小型Gクラスは当初、電気自動車のみの展開が予定されていましたが、メルセデス・ベンツの販売店からの強い反発を受け、計画が変更されたことがわかった。

2025年には約5万台を販売した由緒あるGクラスは、1970年代後半に登場して以来、最高の販売台数を記録。メルセデス・ベンツは現在、ゲレンデヴァーゲンの商業的成功を足がかりに、よりコンパクトなパッケージで低価格帯を実現した、いわゆる「リトルG」の開発を進めている。

リトルGは長らく開発が待たれていた。メルセデスは、約3年前に初めてその存在を予告。最近では、アシッドグリーンとライトグレーの小文字の「g」がびっしりと描かれているプロトタイプが目撃されている。その姿はまさに予想通りで、フルサイズのGクラスを75%スケールにしたようなものだ。

テスト車両は純粋な電気自動車だったが、メルセデスは今回、内燃機関も搭載することを正式に発表したのだ。
数年間、電気自動車の普及は比較的予測可能な曲線を描くと思われていた。しかし、現実は一変した。市場によって普及速度は大きく異なり、消費者の関心は薄れ始め、多くの自動車メーカーが計画を撤回している。メルセデス・ベンツもその最新事例の一つであり、同社は、最も期待されていたSUVの一つである小型Gクラスの将来を変える上で、米国のディーラーが大きな役割を果たしたことを認めたのだ。
メルセデス・ベンツは当初、このリトルGをEV専用モデルとして販売する予定だったが、いくつかの理由から方針転換。米国ディーラーが小型Gクラスの先行試乗会に参加した際、内燃機関(ICE)搭載モデルも提供できないかと問い合わせがあったようだ。最終的に、米国の販売店はメルセデス・ベンツがラインナップにガソリンエンジン搭載モデルを追加するよう説得する上で、重要な役割を果たしたようだ。
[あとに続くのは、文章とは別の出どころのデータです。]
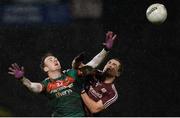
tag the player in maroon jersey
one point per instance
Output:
(102, 92)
メルセデスAMGのCEO、ミヒャエル・シーベ氏は、オートモーティブ・ニュースの取材に対し、北米のディーラーが内燃機関搭載モデルの開発決定において決定的な要因となったことを認めている。
シーべ氏は「米国のディーラーから明確なフィードバックがありました。私たちも何度か尋ねていましたが、内燃機関(ICE)バージョンが必要だという意見でした」とは語っている。そして「私たちは『よし、ICEバージョンを投入しよう』と即決したという。
しかし、話はそれだけではない。メルセデス・ベンツは、EVの普及状況が地域によって異なるため、充電インフラが未整備な地域では小型Gクラスの魅力が薄れる可能性があることを認識していた。航続距離への不安を抱える見込み客にとって、ガソリンエンジン搭載モデルはバッテリー切れの心配を解消してくれるはだ。
この方針転換は、ビジネスの観点から見て非常に理にかなっている。ディーラーは顧客からの質問に対応し、反対意見を聞き、現場での販売状況を綿密に監視している。明らかに、EV専用プラットフォームでは売れないというディーラーからの声が、計画変更に十分な影響力を持ったと思われる。

ガソリンエンジンとEVのパワートレインは、それぞれ、ターボチャージャー付き4気筒ハイブリッド、もう片方は85kWhのバッテリーパックを搭載すると予想される。どちらのモデルも、真のGクラスを求める顧客にとって、はるかに低価格でGクラスファミリーの一員となることを可能にするはずだ。

Gクラスは来年発売予定だが、ガソリンエンジン搭載モデルが発売当初から用意されるかどうかは不明だ。ガソリンエンジン搭載モデルは後付けのようであるため、メルセデスはまずEVモデルを発売し、後からガソリンエンジン搭載モデルを追加する可能性もあるだろう。